Dos factos constantes da impugnação, todos objectos de análise concreta, não se provaram os que não constam da factualidade supra descrita.».

B.DE DIREITO

Pretende o Recorrente que a sentença incorreu em nulidade por omissão de pronúncia porquanto e, nomeadamente, nada disse quanto à invocada falta de pronúncia da AT acerca da declaração de substituição do ano de 2004, apresentada juntamente com a reclamação graciosa, nem sobre a injustiça da liquidação.

Como constitui jurisprudência pacifica, as causas de nulidade de sentença (ou de outra decisão), encontram-se taxativamente enumeradas no art.º 615.º do CPC, com correspondência no art.º 125/1 do CPPT, aí se prevendo como fundamento de nulidade “a falta de pronúncia sobre questões que o juiz deva apreciar”.

Relaciona-se esta nulidade com o comando do art.º 608/2 do CPC, segundo o qual, «O juiz deve resolver todas as questões que as partes tenham submetido à sua apreciação, exceptuadas aquelas cuja decisão esteja prejudicada pela solução dada a outras; não pode ocupar-se senão das questões suscitadas pelas partes, salvo se a lei lhe permitir ou impuser o conhecimento oficioso de outras».

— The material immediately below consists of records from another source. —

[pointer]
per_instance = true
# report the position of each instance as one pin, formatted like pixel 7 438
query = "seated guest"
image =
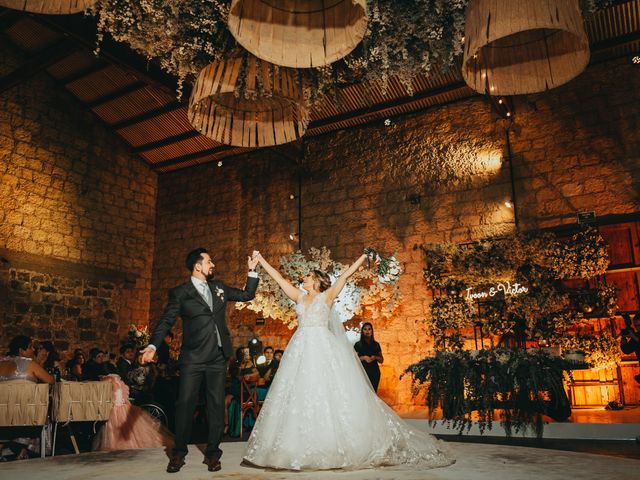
pixel 125 362
pixel 110 364
pixel 264 367
pixel 41 352
pixel 52 363
pixel 75 366
pixel 95 368
pixel 240 368
pixel 129 426
pixel 142 378
pixel 18 365
pixel 277 355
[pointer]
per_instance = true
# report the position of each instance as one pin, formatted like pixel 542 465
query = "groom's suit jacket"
pixel 199 339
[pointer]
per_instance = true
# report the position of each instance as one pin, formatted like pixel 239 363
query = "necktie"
pixel 206 294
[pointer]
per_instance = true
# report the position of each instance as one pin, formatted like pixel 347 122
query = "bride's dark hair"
pixel 323 279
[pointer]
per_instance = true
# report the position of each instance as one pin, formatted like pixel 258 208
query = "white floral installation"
pixel 185 36
pixel 364 295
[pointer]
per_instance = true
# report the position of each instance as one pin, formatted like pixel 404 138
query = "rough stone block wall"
pixel 73 198
pixel 575 148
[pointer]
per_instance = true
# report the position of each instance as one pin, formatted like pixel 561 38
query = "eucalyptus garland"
pixel 521 386
pixel 549 310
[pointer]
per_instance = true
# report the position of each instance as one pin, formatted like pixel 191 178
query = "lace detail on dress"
pixel 313 313
pixel 321 412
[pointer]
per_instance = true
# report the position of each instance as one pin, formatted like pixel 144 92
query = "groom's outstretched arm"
pixel 237 295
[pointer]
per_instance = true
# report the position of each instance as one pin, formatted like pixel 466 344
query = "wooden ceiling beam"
pixel 190 156
pixel 143 117
pixel 38 62
pixel 83 72
pixel 166 141
pixel 120 92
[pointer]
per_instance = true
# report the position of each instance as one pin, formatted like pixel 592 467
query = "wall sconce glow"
pixel 489 160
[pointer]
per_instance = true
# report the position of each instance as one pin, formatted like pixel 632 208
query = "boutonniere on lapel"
pixel 220 293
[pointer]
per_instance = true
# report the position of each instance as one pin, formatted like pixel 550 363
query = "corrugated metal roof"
pixel 151 114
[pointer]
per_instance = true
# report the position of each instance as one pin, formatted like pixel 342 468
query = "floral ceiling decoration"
pixel 366 294
pixel 404 38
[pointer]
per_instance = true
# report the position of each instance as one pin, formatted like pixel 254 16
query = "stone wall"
pixel 575 148
pixel 77 218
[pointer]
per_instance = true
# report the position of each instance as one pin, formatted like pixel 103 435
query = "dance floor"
pixel 474 461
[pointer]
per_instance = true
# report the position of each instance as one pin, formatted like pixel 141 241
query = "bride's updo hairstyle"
pixel 324 282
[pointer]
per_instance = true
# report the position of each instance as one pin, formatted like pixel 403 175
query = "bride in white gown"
pixel 321 411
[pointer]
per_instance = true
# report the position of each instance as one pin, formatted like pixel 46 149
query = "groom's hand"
pixel 147 355
pixel 252 262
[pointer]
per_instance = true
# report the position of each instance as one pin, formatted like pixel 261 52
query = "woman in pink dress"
pixel 129 426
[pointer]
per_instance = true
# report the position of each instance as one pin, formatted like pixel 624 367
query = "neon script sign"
pixel 507 288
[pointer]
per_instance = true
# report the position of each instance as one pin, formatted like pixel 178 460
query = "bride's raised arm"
pixel 290 291
pixel 339 284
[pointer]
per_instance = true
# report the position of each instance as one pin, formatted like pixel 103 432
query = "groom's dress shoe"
pixel 175 464
pixel 212 463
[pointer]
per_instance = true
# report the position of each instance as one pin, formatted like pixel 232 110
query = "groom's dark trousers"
pixel 203 356
pixel 213 374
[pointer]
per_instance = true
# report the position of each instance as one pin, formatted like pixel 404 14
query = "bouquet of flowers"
pixel 138 336
pixel 388 268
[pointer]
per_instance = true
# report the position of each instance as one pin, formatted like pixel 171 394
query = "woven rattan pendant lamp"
pixel 516 47
pixel 53 7
pixel 273 114
pixel 298 33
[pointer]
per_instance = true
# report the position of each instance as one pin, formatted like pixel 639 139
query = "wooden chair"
pixel 248 401
pixel 80 402
pixel 25 404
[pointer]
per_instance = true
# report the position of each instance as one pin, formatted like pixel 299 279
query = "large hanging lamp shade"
pixel 298 33
pixel 245 102
pixel 52 7
pixel 516 47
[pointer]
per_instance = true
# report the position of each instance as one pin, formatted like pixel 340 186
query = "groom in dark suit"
pixel 206 347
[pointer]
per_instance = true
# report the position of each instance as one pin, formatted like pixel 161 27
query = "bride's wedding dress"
pixel 322 413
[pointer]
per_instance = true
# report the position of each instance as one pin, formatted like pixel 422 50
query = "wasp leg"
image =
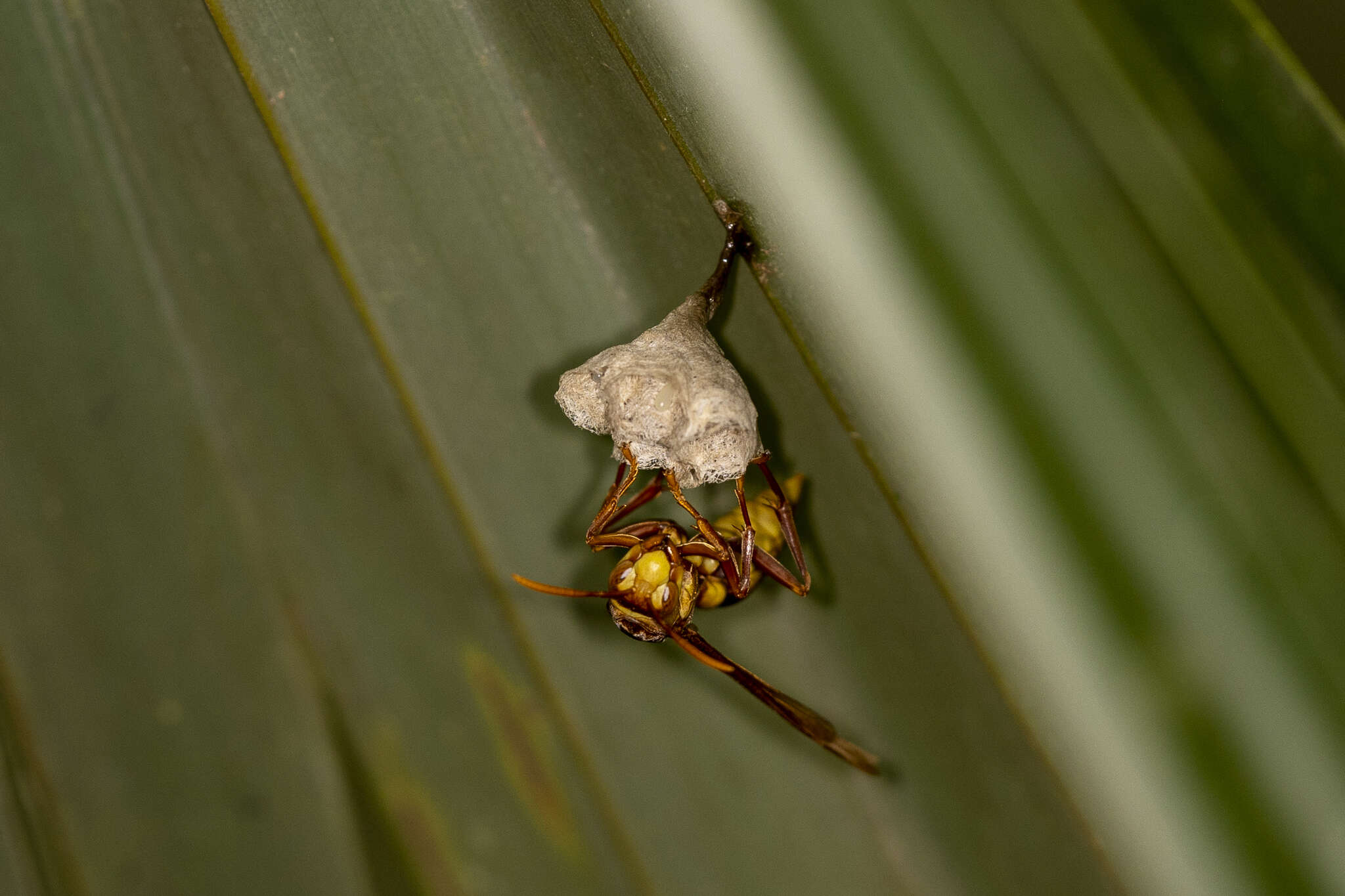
pixel 798 715
pixel 625 477
pixel 646 495
pixel 725 557
pixel 747 545
pixel 778 571
pixel 785 512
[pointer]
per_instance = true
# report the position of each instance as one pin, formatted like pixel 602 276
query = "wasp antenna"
pixel 694 651
pixel 564 593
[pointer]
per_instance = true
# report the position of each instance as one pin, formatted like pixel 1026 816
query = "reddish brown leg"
pixel 791 535
pixel 645 496
pixel 625 477
pixel 726 561
pixel 779 572
pixel 747 545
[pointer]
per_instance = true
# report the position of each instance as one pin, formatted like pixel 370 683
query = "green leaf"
pixel 1046 304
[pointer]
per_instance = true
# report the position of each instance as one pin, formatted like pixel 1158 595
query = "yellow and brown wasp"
pixel 665 575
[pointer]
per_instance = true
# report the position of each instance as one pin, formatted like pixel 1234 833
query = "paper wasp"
pixel 666 574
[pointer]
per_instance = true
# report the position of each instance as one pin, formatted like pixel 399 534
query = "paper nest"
pixel 673 396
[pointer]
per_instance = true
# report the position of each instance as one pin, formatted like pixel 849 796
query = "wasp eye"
pixel 653 567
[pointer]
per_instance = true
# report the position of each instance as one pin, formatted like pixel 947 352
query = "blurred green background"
pixel 1047 305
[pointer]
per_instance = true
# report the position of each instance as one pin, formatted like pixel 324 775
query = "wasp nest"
pixel 670 395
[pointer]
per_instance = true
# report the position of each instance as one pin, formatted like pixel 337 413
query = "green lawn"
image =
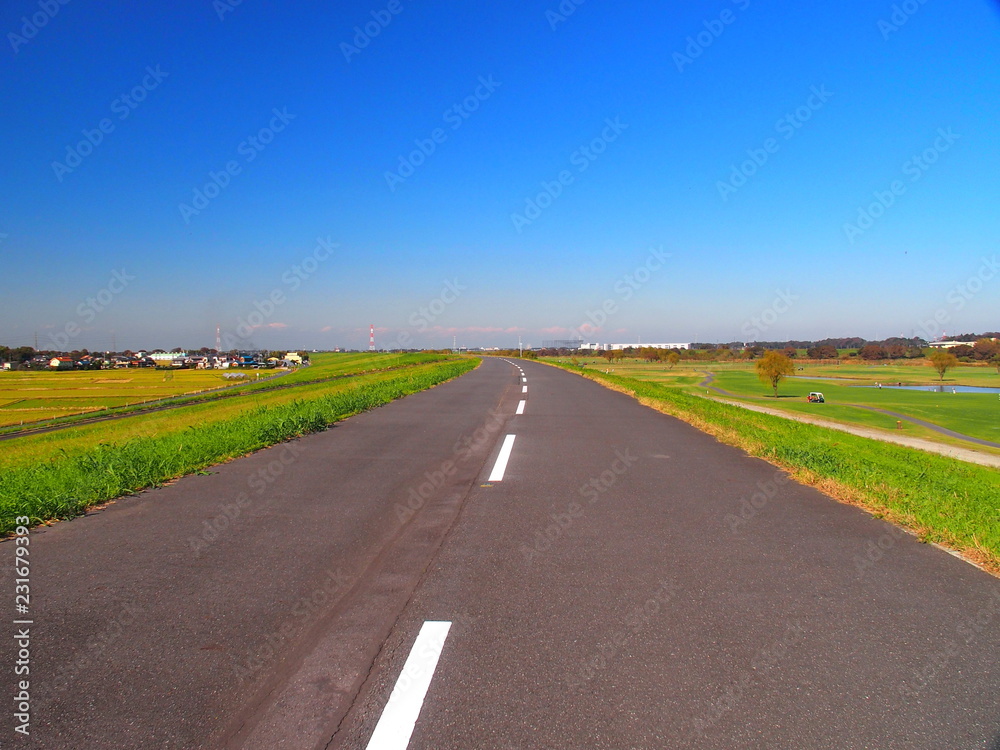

Como também é pacifico na jurisprudência, a expressão «questões» prende-se com as pretensões que os litigantes submetem à apreciação do tribunal e as respectivas causas de pedir e não se confunde com as razões (de facto ou de direito), os argumentos, os fundamentos, os motivos, os juízos de valor ou os pressupostos em que as partes fundam a sua posição na controvérsia – vd. ac. do STJ, de 03/10/2017, Revista n.º 2200/10.6TVLSB.P1. S1 - 1.ª Secção.

Ora, de facto, há que convir que a sentença nada disse (nem explicou por que nada disse) sobre a falta de pronúncia da AT sobre a pretensa declaração de substituição relativa ao ano de 2004 apresentada com a reclamação graciosa da liquidação desse mesmo ano, nem sobre a injustiça da liquidação.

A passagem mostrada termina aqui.